Release: Friday, February 27, 2015 (limited)
Written by: Gregory Burke
Directed by: Yann Demange
The price to pay for sitting through a film fixating on the tensions peaking between Catholic Nationalists and Protestant Loyalists in Belfast, Northern Ireland in 1971 may very well be sacrificing a good night’s sleep.
Titling the experience ’71, Parisian-born Yann Demange strips away pomp and circumstance, electing to pursue a simpler approach to capturing a period in British and Irish history that will at once thrill and disturb willing onlookers. Suffice it to say his film is not for the faint of heart, and it is not for the average thrill seeker. Few films in the last several years have produced tension so unbearable that breathing must be constantly kept in check.
Sensational sell? Maybe.
I find it sort of appropriate to become a little over-excited when talking about a story that so effectively hones its power by depicting wartime atrocity by establishing how so many individuals can become warped by ideological differences. ’71 remains neutral in its depiction of a young British soldier named Gary Hook (Jack O’Connell) who one afternoon is fortuitously separated from his company when a riot breaks out in the streets of war-torn Belfast and is forced to fend for himself when pursued by a group of young Nationalists down back alleys and through hostile apartment complexes.

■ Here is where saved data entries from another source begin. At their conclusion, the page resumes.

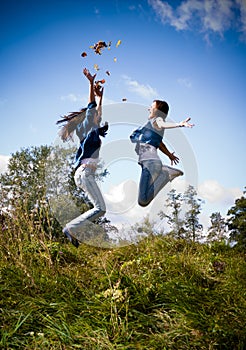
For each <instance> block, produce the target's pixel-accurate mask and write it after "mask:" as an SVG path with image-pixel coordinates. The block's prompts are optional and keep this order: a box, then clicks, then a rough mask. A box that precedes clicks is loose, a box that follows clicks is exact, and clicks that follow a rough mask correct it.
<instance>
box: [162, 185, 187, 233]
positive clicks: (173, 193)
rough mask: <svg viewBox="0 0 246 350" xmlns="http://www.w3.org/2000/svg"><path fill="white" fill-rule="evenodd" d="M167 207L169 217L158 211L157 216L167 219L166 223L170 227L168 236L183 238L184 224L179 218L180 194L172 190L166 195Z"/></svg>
mask: <svg viewBox="0 0 246 350" xmlns="http://www.w3.org/2000/svg"><path fill="white" fill-rule="evenodd" d="M166 202H167V206H168V208H169V209H171V213H170V215H168V214H166V213H165V212H164V211H162V210H161V211H160V213H159V214H158V215H159V216H160V218H161V219H164V218H167V222H168V224H169V225H170V227H171V232H170V235H171V236H172V237H174V238H183V237H184V233H185V228H184V225H185V222H184V219H182V218H181V209H182V203H183V196H182V194H181V193H176V190H175V189H172V190H171V191H170V192H169V193H168V199H167V201H166Z"/></svg>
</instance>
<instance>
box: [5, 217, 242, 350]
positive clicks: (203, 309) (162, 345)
mask: <svg viewBox="0 0 246 350" xmlns="http://www.w3.org/2000/svg"><path fill="white" fill-rule="evenodd" d="M0 271H1V277H0V293H1V306H0V317H1V320H0V321H1V323H0V324H1V341H0V348H1V349H9V350H10V349H28V350H34V349H44V350H46V349H63V350H65V349H66V350H70V349H86V350H90V349H91V350H95V349H98V350H99V349H100V350H106V349H107V350H111V349H117V350H120V349H121V350H123V349H124V350H128V349H139V350H140V349H143V350H146V349H148V350H155V349H156V350H161V349H163V350H164V349H168V350H169V349H177V350H182V349H199V350H202V349H211V350H212V349H223V350H224V349H228V350H234V349H238V350H239V349H240V350H243V349H245V348H246V331H245V330H246V301H245V296H246V288H245V287H246V263H245V254H243V253H242V252H241V253H240V252H237V251H236V250H234V249H232V248H229V247H228V246H225V245H221V244H213V245H212V246H208V245H205V244H199V243H188V242H186V241H183V240H174V239H171V238H168V237H164V236H152V235H150V236H149V237H148V238H145V239H144V240H142V241H141V242H139V243H138V244H134V245H130V246H127V247H123V248H119V249H112V250H109V249H99V248H95V247H91V246H87V245H81V246H80V247H79V248H78V249H76V248H75V247H73V246H72V245H70V244H69V243H67V242H62V240H58V239H57V240H56V241H55V240H51V239H49V238H48V236H47V234H46V233H45V232H43V230H42V228H41V226H39V223H38V222H37V223H36V224H35V225H33V224H32V225H31V224H30V223H29V221H28V218H26V217H25V216H24V215H23V217H22V218H19V219H18V220H15V222H12V223H11V224H9V225H8V227H6V226H5V227H3V230H2V234H1V238H0Z"/></svg>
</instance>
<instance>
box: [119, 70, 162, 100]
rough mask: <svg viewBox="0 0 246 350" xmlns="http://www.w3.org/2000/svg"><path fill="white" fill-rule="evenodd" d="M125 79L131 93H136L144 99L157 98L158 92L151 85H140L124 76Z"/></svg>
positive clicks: (123, 76)
mask: <svg viewBox="0 0 246 350" xmlns="http://www.w3.org/2000/svg"><path fill="white" fill-rule="evenodd" d="M123 79H124V81H125V84H126V86H127V87H128V89H129V91H131V92H134V93H136V94H137V95H139V96H141V97H143V98H144V99H147V100H150V99H152V98H156V96H157V95H158V93H157V91H156V90H155V89H154V88H152V87H151V86H150V85H144V84H140V83H139V82H138V81H136V80H132V79H131V78H130V77H128V76H127V75H124V76H123Z"/></svg>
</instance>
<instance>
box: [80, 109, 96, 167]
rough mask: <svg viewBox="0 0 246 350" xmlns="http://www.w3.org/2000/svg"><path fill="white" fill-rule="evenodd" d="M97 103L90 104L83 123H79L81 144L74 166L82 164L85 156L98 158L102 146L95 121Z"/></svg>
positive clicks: (80, 142) (90, 157) (85, 157)
mask: <svg viewBox="0 0 246 350" xmlns="http://www.w3.org/2000/svg"><path fill="white" fill-rule="evenodd" d="M95 107H96V103H95V102H91V103H89V104H88V107H87V110H86V116H85V119H84V120H83V122H82V123H80V124H78V125H77V129H76V133H77V136H78V137H79V139H80V146H79V148H78V150H77V153H76V156H75V162H74V167H75V168H77V167H79V166H80V164H81V162H82V160H83V159H85V158H95V159H96V158H98V157H99V150H100V147H101V139H100V137H99V129H98V125H97V124H95V123H94V115H95Z"/></svg>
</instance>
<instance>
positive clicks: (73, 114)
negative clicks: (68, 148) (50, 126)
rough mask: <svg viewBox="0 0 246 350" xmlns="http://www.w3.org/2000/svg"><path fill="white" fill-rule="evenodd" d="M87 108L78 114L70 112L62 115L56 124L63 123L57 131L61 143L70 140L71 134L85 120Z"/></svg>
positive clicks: (81, 109) (80, 111) (74, 130)
mask: <svg viewBox="0 0 246 350" xmlns="http://www.w3.org/2000/svg"><path fill="white" fill-rule="evenodd" d="M86 110H87V108H82V109H81V110H80V111H79V112H70V113H69V114H68V115H64V116H63V117H62V119H60V120H58V121H57V122H56V124H62V123H65V125H63V126H62V128H61V130H60V131H59V136H60V138H61V139H62V141H63V142H66V141H69V140H72V141H73V134H74V131H75V129H76V127H77V125H78V124H80V123H82V122H83V121H84V119H85V115H86Z"/></svg>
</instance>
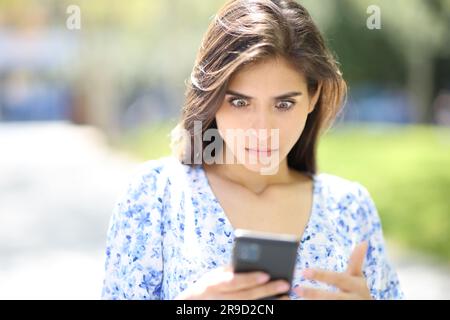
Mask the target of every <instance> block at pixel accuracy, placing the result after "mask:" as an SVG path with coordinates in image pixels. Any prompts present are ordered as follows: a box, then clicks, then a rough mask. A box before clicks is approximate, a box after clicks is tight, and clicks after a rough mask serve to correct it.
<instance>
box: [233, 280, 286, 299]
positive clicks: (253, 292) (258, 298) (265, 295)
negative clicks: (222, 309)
mask: <svg viewBox="0 0 450 320" xmlns="http://www.w3.org/2000/svg"><path fill="white" fill-rule="evenodd" d="M289 287H290V285H289V283H287V282H286V281H284V280H277V281H271V282H269V283H266V284H264V285H260V286H257V287H253V288H251V289H246V290H241V291H237V292H234V293H228V295H231V296H233V299H237V300H255V299H261V298H267V297H271V296H275V295H279V294H282V293H287V292H288V291H289Z"/></svg>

My comment about neutrality shouldn’t be misconstrued as a director afraid to show bias one way or another, nor should it be extrapolated to the film as a whole as a thematic concept. In fact, ’71‘s greatest strength — one of them, anyway — is defining the realities by which Hook is unwittingly psychologically raped time and again. Everyone has an agenda, a purpose for their actions (or non-actions); to some degree every major player is justified in what they are doing to another. And the young soldier, hailing from Derbyshire, has only one interest: staying alive so he might get back to his barracks. Siding with one group or another is something he can ill afford while being hunted.
The ostensible good guys — that is, the British Army — are concerned with Hook insofar as his disappearance poses a threat to their assistance with the Royal Ulster Constabulary and its efforts to stamp out pockets of heavy resistance in hostile communities like Belfast. Indeed, when a near-fatally-wounded Hook manages to survive a bomb explosion just outside a pub, a stronghold for one of several Loyalist factions, he’s reminded by his miraculous savior — a former Army medic named Eamon (Richard Dormer) — that to the government, Gary is but a piece of meat. To consider his plight hopeless on the grounds that he is now physically weaker is to sidestep the small issue that several Nationalist extremists, led by the ruthless, influential James Quinn (Killian Scott) have been enraged by the fact they had a chance to kill him point-blank during the earlier riot but failed to do so.
Nevermind the fact that Hook’s disorientation deep within enemy territory impairs his ability to trust any shadowy figure he encounters at each street corner, in each room he lands in through happenstance or sheer will. The majority of ’71 takes place over the course of a single night on the streets of a place not dissimilar from what Hell may look like; the ghoulish characters interpreted by Irish and British actors haunt with human skin concealing something decidedly less human. Conflicting interests both confound and dismay those who aren’t shielding their eyes from the grotesque bodily injury and breakdown of civil order. ’71 is a terribly violent film, but in that way it’s unforgettable. Cinematography, brooding and menacing in the hands of Tat Radcliffe, contributes mightily to a growing sense of unease. And the acting, particularly from O’Connell, speaks for itself.
This period into which we are thrust alongside Gary Hook are known as the early years of ‘The Troubles,’ a period that endures for nearly 30 years, beginning in 1969. What this young man goes through is certainly harrowing but ’71 suggests something even more troubling: this story is ultimately microcosmic. How many others, soldiers or otherwise, disappeared without a trace, were betrayed by their own and left to fend for themselves but didn’t have quite the same ending Hook’s story has? And we’re still talking about one nation here; a single conflict.
Although Demange doesn’t profess anything radical about how governments react to crises and how it treats those who go to fight for it in times of great need, he doesn’t need to. Simplistic in narrative structure but emotionally complex as any war film that has ever been created, ’71 is brutal, handsomely crafted and potently acted. It will be one of the best films of the year.
Recommendation: I’d have to dig deep to find the strength to sit through ’71 a second time but if you haven’t seen it and find war films an important staple of cinema as I do, you owe it to yourself to see this — in theaters. I haven’t been this uncomfortable in my chair in some time, a testament to the level of acting, directing and cinematography that work towards this goal of accurately recreating a troubled time in the history of this particular region of the world. Highly recommended.
Running Time: 99 mins.
Quoted: “. . .it was a confused situation.”